Platform reference · Microsoft Stream

Microsoft Stream captions: Stream-on-SharePoint, Teams meeting recordings, M365 tenant captioning

Microsoft Stream is the Microsoft 365 native video surface — the place where Teams meeting recordings land, where OneDrive videos live, where SharePoint video pages source their content, and where the Stream-classic legacy footprint still hosts a long tail of pre-2021 organisational video. Microsoft re-architected Stream as Stream-on-SharePoint in 2021-2022, retiring Stream-classic with extended migration windows; modern M365 tenants now host video as files in OneDrive (personal video) and SharePoint (organisational video), with the Stream-on-SharePoint player surfacing the content. Where Vimeo and Wistia are the SMB and B2B-SaaS-focused video hosts respectively, Stream is the surface every Microsoft-365-running organisation already has — which makes it the dominant default for internal training video at the 50-to-50,000-employee enterprise tenants where M365 is the corporate productivity stack. The captioning surface is conventional (WebVTT sidecar caption track per video, transcript edit-and-replace inside the Stream player, integration with Teams meeting auto-transcript) but with M365-tenant-specific data-residency, retention-policy, and tenant-policy concerns. Glossary-biased upstream captioning is what produces caption tracks clean enough to satisfy the audit lens that comes with M365-deployed mandatory training.

TL;DR

Microsoft Stream-on-SharePoint stores video as MP4 files in SharePoint document libraries (organisational video) and OneDrive (personal video). The captioning model is: (1) WebVTT sidecar caption track per video file, attached via the video file's caption-and-transcript-management surface; (2) auto-generated transcript from speech-to-text run by the M365 tenant on upload (subject to admin policy and licensing tier); (3) edit-the-transcript and re-attach as the canonical caption track. Teams meeting recordings auto-land in OneDrive (1:1 / small meetings) or SharePoint (channel meetings), inheriting the same caption-and-transcript model. The auto-transcript has the same generic-ASR limitation as every other auto-transcript — it mangles SDK names, drug names, regulatory citations, internal acronyms, customer names, supplier names, internal-product names. Replacing the auto-transcript with a clean glossary-biased WebVTT track is the path to caption tracks that hold up at audit. The M365-tenant-specific concerns are data residency (M365 multi-geo / EU Data Boundary), retention policy (tenant Information Protection labelling), tenant-policy (Stream-allowed sites, sharing-controls, external-sharing-disabled scenarios), and the Stream-classic-to-Stream-on-SharePoint migration legacy. Loom and Stream are the two async-video defaults at 50-500-employee SaaS — Loom by adoption, Stream by tenant-default.

What Microsoft Stream is, and where in the workflow captioning lands

Microsoft Stream's current architecture (Stream-on-SharePoint) treats video as a first-class file type stored in OneDrive and SharePoint, with the Stream player surfacing playback, transcription, captions, chapters, and forms-and-comments behaviour. The captioning-relevant characteristics:

Stream-on-SharePoint vs Stream-classic. Stream-classic was a separate Azure-hosted video service with its own URL space and admin policies. Microsoft retired Stream-classic in stages; modern tenants are entirely on Stream-on-SharePoint.
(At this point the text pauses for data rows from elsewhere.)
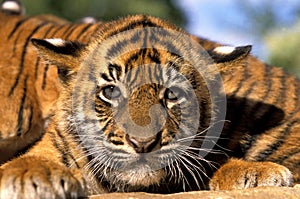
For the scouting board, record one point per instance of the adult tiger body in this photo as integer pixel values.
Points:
(109, 87)
(29, 86)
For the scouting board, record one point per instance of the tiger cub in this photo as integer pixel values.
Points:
(144, 107)
(30, 90)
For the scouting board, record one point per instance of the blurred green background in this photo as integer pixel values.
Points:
(106, 9)
(277, 39)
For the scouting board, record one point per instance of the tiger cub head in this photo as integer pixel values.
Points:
(140, 98)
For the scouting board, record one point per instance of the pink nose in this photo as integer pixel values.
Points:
(143, 145)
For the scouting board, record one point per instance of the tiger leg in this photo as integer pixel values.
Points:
(240, 174)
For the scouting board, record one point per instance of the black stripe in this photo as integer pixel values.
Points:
(58, 28)
(21, 108)
(144, 22)
(60, 149)
(115, 48)
(286, 156)
(66, 151)
(259, 105)
(69, 31)
(17, 26)
(37, 63)
(22, 61)
(30, 119)
(45, 76)
(38, 59)
(105, 77)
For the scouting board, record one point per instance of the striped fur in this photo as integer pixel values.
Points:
(96, 141)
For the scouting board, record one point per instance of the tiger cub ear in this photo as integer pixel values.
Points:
(66, 55)
(225, 54)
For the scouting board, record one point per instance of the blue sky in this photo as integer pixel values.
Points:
(223, 21)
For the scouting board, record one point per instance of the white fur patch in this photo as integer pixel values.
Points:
(11, 6)
(225, 50)
(56, 42)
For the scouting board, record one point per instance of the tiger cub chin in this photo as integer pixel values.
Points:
(145, 108)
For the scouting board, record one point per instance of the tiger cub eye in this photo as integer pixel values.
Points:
(111, 92)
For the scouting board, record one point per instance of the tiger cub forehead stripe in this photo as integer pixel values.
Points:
(225, 50)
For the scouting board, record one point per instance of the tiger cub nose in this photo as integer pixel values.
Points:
(143, 145)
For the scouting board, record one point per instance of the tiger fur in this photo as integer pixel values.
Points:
(257, 146)
(34, 86)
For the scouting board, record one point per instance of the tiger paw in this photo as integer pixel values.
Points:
(239, 174)
(31, 177)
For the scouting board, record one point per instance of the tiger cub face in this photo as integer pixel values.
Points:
(140, 102)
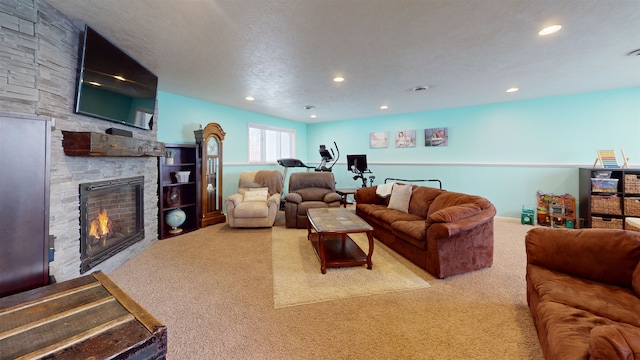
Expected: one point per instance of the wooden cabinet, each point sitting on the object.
(209, 142)
(606, 203)
(24, 193)
(176, 191)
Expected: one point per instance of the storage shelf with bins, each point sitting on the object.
(173, 194)
(609, 206)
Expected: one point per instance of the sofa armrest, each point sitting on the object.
(453, 213)
(368, 196)
(332, 197)
(293, 198)
(614, 342)
(603, 255)
(274, 199)
(234, 200)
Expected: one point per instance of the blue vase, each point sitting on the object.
(175, 218)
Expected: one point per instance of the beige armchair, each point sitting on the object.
(257, 201)
(308, 190)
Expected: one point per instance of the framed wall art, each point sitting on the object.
(406, 138)
(378, 139)
(436, 137)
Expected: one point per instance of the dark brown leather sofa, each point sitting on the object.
(583, 290)
(446, 233)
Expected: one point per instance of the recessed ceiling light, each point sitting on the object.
(634, 53)
(420, 88)
(549, 30)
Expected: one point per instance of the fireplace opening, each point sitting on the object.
(111, 218)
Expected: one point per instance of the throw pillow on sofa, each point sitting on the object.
(256, 195)
(400, 197)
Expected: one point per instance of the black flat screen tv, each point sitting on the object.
(112, 85)
(359, 161)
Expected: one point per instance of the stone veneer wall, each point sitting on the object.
(39, 49)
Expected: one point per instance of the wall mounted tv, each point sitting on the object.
(112, 85)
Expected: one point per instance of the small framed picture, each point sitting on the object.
(406, 138)
(436, 137)
(378, 139)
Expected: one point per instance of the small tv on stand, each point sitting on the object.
(359, 161)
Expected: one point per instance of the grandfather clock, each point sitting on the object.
(209, 142)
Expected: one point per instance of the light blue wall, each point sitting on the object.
(179, 117)
(505, 152)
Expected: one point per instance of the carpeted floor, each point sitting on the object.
(297, 278)
(213, 288)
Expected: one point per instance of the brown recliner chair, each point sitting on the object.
(308, 190)
(258, 199)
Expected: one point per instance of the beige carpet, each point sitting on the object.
(213, 288)
(297, 278)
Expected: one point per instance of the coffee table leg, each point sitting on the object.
(370, 236)
(323, 260)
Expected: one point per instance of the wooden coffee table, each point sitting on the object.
(328, 230)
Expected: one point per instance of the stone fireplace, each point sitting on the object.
(39, 71)
(111, 218)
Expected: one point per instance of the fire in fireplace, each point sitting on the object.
(111, 218)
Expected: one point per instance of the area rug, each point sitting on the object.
(297, 279)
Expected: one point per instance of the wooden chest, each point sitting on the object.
(85, 318)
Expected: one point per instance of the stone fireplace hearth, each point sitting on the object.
(111, 218)
(40, 70)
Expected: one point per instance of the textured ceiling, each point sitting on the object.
(285, 53)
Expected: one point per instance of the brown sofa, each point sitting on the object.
(443, 232)
(308, 190)
(583, 290)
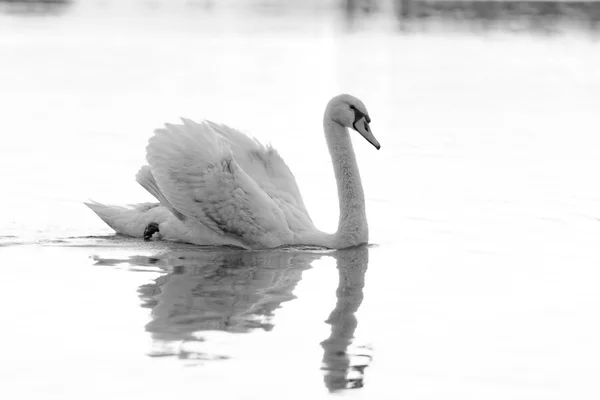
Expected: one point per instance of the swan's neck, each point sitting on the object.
(352, 226)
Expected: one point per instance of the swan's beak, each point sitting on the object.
(362, 126)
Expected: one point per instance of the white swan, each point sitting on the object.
(217, 186)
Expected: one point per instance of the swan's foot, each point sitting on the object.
(150, 230)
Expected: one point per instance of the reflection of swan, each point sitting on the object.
(345, 368)
(232, 291)
(217, 186)
(238, 291)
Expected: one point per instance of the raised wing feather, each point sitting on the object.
(265, 166)
(197, 174)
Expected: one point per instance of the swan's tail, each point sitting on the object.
(129, 220)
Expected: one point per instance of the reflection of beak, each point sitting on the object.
(362, 126)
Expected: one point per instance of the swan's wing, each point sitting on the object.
(196, 173)
(264, 165)
(145, 178)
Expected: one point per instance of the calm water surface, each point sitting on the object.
(482, 278)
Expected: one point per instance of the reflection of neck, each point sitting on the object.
(352, 266)
(352, 225)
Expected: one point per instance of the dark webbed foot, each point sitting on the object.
(150, 230)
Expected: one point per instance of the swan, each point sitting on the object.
(217, 186)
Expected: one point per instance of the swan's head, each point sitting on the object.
(351, 112)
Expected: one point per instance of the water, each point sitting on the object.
(482, 280)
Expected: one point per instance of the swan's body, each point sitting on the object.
(217, 186)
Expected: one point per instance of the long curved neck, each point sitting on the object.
(352, 226)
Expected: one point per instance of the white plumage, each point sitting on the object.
(218, 186)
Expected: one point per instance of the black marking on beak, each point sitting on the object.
(150, 230)
(357, 116)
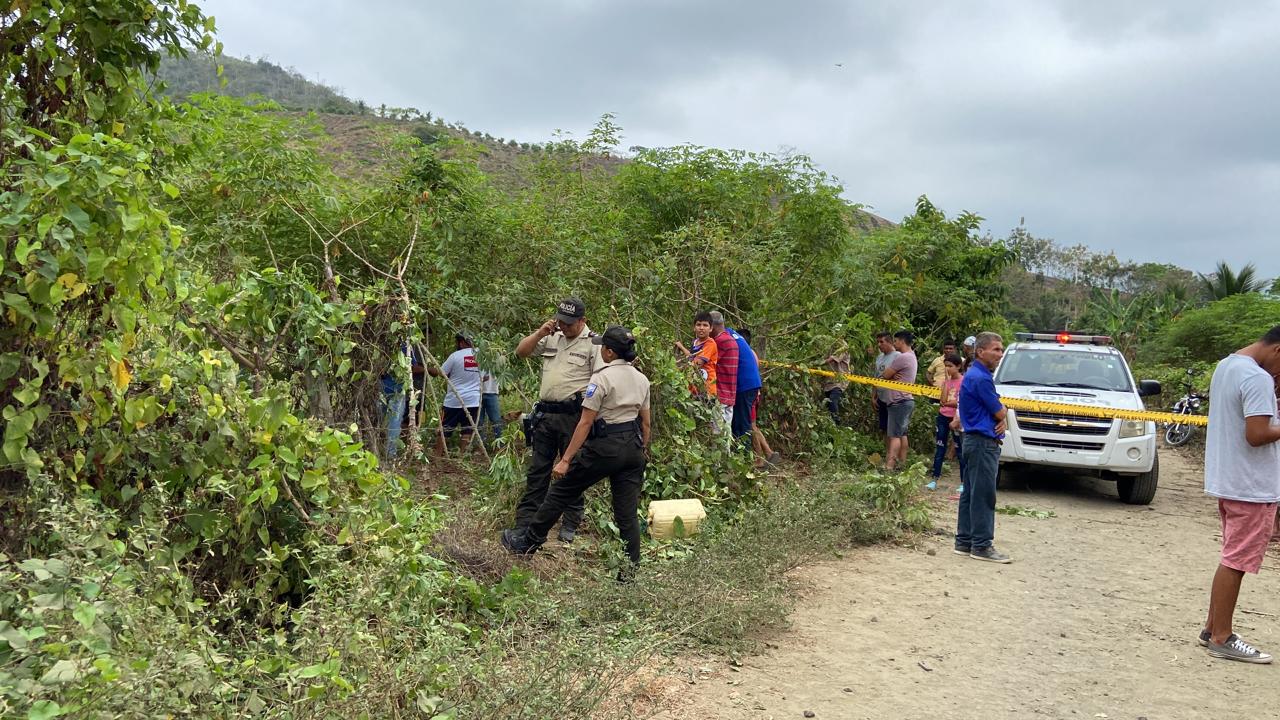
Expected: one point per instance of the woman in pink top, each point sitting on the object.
(946, 413)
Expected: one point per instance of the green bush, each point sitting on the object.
(1215, 331)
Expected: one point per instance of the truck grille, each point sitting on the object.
(1064, 443)
(1059, 423)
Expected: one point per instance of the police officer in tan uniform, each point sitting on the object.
(609, 441)
(568, 360)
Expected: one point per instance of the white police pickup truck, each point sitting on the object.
(1079, 370)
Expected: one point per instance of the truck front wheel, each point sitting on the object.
(1139, 490)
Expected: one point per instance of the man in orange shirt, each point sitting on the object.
(704, 352)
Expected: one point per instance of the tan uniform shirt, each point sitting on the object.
(937, 372)
(617, 392)
(567, 364)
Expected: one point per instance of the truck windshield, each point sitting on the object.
(1064, 368)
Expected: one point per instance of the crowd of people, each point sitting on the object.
(592, 422)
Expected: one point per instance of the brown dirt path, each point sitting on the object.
(1096, 618)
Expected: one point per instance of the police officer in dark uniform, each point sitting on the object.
(568, 360)
(609, 441)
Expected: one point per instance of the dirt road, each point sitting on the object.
(1096, 618)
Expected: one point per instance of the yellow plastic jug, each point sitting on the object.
(675, 518)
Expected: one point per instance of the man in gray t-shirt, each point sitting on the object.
(1242, 470)
(903, 369)
(880, 396)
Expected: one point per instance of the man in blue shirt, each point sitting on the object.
(983, 419)
(748, 386)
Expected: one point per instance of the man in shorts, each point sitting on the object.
(901, 404)
(1242, 470)
(881, 396)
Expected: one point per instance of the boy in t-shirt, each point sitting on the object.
(461, 410)
(1242, 470)
(703, 354)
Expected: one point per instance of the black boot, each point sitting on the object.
(519, 542)
(567, 532)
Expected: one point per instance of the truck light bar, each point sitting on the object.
(1064, 338)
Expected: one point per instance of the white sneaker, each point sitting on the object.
(1238, 650)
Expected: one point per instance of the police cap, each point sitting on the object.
(570, 310)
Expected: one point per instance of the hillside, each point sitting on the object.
(359, 133)
(199, 73)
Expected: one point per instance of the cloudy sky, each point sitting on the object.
(1147, 128)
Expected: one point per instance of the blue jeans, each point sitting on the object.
(394, 408)
(743, 405)
(490, 410)
(940, 440)
(976, 525)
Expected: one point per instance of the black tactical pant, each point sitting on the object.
(618, 458)
(551, 437)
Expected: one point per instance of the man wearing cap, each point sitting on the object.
(609, 441)
(726, 367)
(461, 411)
(568, 360)
(968, 350)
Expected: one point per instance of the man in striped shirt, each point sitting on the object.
(726, 367)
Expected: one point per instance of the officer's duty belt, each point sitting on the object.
(562, 408)
(618, 428)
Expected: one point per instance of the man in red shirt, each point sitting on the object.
(726, 367)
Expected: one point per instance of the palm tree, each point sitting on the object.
(1225, 282)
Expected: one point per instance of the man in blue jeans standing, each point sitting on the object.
(748, 388)
(983, 418)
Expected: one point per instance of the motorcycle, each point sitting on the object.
(1189, 404)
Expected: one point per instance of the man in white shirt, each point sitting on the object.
(1242, 470)
(490, 406)
(461, 409)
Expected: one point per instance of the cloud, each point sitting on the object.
(1146, 128)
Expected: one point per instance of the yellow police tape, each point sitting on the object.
(1014, 402)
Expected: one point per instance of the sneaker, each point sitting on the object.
(990, 555)
(1235, 648)
(517, 541)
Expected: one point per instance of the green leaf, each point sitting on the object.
(44, 710)
(19, 305)
(95, 264)
(77, 217)
(86, 615)
(63, 671)
(56, 177)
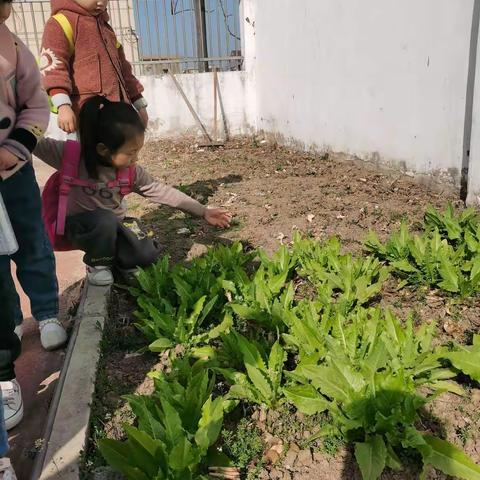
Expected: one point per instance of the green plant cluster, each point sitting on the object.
(248, 338)
(444, 255)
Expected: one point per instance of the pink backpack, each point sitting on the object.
(57, 188)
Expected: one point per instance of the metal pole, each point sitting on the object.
(201, 26)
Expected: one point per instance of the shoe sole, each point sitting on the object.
(100, 284)
(14, 420)
(55, 346)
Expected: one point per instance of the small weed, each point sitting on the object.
(332, 444)
(464, 434)
(398, 217)
(189, 223)
(243, 444)
(397, 303)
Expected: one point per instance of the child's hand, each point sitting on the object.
(66, 119)
(144, 116)
(218, 217)
(7, 159)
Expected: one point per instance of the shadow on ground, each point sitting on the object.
(38, 372)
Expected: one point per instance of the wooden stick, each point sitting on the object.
(224, 118)
(189, 105)
(215, 88)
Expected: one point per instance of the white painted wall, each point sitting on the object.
(378, 78)
(170, 116)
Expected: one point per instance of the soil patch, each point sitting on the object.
(272, 192)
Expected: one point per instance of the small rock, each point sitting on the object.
(475, 396)
(300, 416)
(272, 416)
(294, 447)
(132, 355)
(278, 447)
(197, 250)
(272, 456)
(276, 474)
(263, 416)
(304, 458)
(290, 459)
(106, 473)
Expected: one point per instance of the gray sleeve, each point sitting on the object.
(156, 192)
(50, 151)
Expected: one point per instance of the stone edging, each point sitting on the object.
(68, 420)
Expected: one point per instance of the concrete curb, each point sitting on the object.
(69, 416)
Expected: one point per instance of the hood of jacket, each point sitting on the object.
(74, 7)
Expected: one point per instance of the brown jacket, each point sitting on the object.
(97, 66)
(83, 199)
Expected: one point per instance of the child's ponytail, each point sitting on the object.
(109, 123)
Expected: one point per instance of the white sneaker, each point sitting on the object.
(52, 334)
(99, 276)
(12, 403)
(6, 470)
(19, 331)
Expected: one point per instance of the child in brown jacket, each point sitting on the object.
(91, 62)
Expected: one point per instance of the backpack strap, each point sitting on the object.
(67, 30)
(125, 180)
(68, 177)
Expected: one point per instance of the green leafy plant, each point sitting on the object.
(177, 428)
(243, 444)
(265, 298)
(261, 384)
(369, 378)
(353, 281)
(180, 305)
(429, 260)
(456, 228)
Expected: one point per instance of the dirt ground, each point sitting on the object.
(272, 191)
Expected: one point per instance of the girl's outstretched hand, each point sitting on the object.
(218, 217)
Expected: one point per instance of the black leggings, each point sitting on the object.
(109, 241)
(9, 342)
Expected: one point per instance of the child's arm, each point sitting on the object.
(55, 68)
(32, 106)
(134, 87)
(50, 151)
(156, 192)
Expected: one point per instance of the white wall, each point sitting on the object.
(170, 116)
(378, 78)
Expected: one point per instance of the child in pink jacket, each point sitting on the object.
(24, 114)
(92, 62)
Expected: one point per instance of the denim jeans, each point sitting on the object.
(3, 431)
(34, 260)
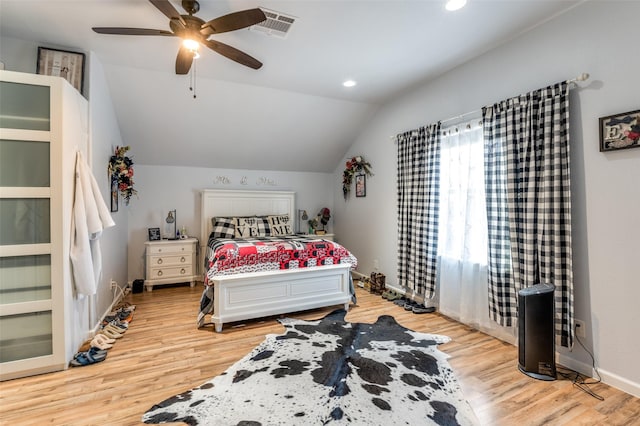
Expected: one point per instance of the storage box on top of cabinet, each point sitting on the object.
(43, 124)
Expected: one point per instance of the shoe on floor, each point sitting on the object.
(423, 309)
(89, 357)
(401, 301)
(410, 304)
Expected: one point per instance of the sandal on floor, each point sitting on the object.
(95, 352)
(110, 333)
(423, 309)
(395, 296)
(85, 346)
(410, 304)
(100, 343)
(104, 338)
(86, 358)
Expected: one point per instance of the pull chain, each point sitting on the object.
(192, 77)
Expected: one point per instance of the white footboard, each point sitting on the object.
(246, 296)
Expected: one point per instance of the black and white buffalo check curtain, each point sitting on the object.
(418, 195)
(529, 202)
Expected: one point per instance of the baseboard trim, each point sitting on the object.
(609, 378)
(96, 328)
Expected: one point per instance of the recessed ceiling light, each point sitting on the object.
(455, 4)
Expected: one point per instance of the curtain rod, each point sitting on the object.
(582, 77)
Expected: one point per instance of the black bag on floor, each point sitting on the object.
(138, 286)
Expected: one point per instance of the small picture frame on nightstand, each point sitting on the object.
(154, 234)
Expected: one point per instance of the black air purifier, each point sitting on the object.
(536, 332)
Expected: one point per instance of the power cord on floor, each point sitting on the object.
(580, 381)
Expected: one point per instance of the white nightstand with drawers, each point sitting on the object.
(170, 262)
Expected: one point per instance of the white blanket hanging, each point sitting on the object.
(90, 218)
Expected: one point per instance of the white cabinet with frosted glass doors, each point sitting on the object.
(43, 123)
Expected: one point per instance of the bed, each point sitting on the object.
(260, 293)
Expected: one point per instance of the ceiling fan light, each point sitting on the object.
(191, 44)
(455, 4)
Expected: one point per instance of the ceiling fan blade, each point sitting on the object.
(169, 11)
(184, 60)
(131, 31)
(233, 21)
(233, 54)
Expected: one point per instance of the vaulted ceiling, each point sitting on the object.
(293, 114)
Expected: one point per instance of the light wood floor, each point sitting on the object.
(164, 353)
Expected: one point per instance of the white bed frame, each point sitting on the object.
(260, 294)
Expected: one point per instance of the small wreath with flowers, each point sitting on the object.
(355, 166)
(121, 171)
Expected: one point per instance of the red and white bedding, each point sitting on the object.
(234, 256)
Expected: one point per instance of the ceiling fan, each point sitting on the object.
(195, 32)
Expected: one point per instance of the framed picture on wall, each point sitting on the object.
(620, 131)
(361, 186)
(154, 234)
(61, 63)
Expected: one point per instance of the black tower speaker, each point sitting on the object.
(536, 332)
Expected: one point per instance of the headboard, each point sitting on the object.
(225, 202)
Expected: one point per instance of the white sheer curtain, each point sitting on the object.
(462, 240)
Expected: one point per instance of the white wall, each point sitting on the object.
(595, 37)
(20, 55)
(105, 136)
(161, 189)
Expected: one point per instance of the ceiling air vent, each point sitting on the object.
(277, 24)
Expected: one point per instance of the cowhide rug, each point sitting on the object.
(329, 372)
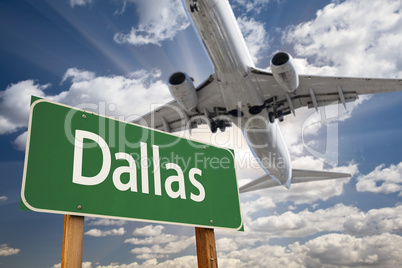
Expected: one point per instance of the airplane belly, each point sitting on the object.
(268, 146)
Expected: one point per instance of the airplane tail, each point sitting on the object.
(298, 176)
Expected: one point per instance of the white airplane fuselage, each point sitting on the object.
(224, 42)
Some tenants retain Stream-classic legacy URLs for un-migrated content. The captioning surface differs slightly between the two; this page covers Stream-on-SharePoint primarily, with Stream-classic notes where relevant.
Video-as-file storage model. Video is an MP4 file in OneDrive (personal) or SharePoint (organisational). Caption tracks are sidecar WebVTT files associated with the video file's metadata.
Stream player web component. Surfaces the video plus the caption track plus the auto-transcript plus chapters plus comments-and-forms. Caption-toggle is exposed to the viewer.
Auto-transcript via Microsoft Speech-to-Text. Tenant policy controls whether transcript generation runs on upload. The auto-transcript can be promoted to the caption track or kept separate. Same generic-ASR limitation as everywhere else.
Teams meeting recording integration. Teams meeting recordings (channel meetings, scheduled meetings, ad-hoc meetings) auto-save to SharePoint or OneDrive based on meeting type, inheriting the Stream-on-SharePoint caption-and-transcript model.
SharePoint video pages. Organisational training pages embed the Stream player; the caption-track behaviour is the same as the underlying video file.
Tenant-policy controls. M365 admins control Stream-allowed sites, external-sharing of video, transcript-generation policy, retention-policy on video files, sensitivity labels, and DLP policies. Captioning workflows have to coexist with tenant policy.
Stream-classic legacy. Some tenants retain Stream-classic URLs for un-migrated content. Caption tracks on Stream-classic videos use the original Stream-classic caption-upload mechanism and don't survive the migration to Stream-on-SharePoint without explicit re-attachment.

Captioning lands at four points: (1) MP4 files in OneDrive / SharePoint via the video file's caption-and-transcript surface; (2) Teams meeting recordings (which are MP4s in OneDrive / SharePoint after the meeting); (3) embedded video on SharePoint pages (which inherits the underlying file's caption track); (4) Stream-classic legacy content for tenants with un-migrated catalogue.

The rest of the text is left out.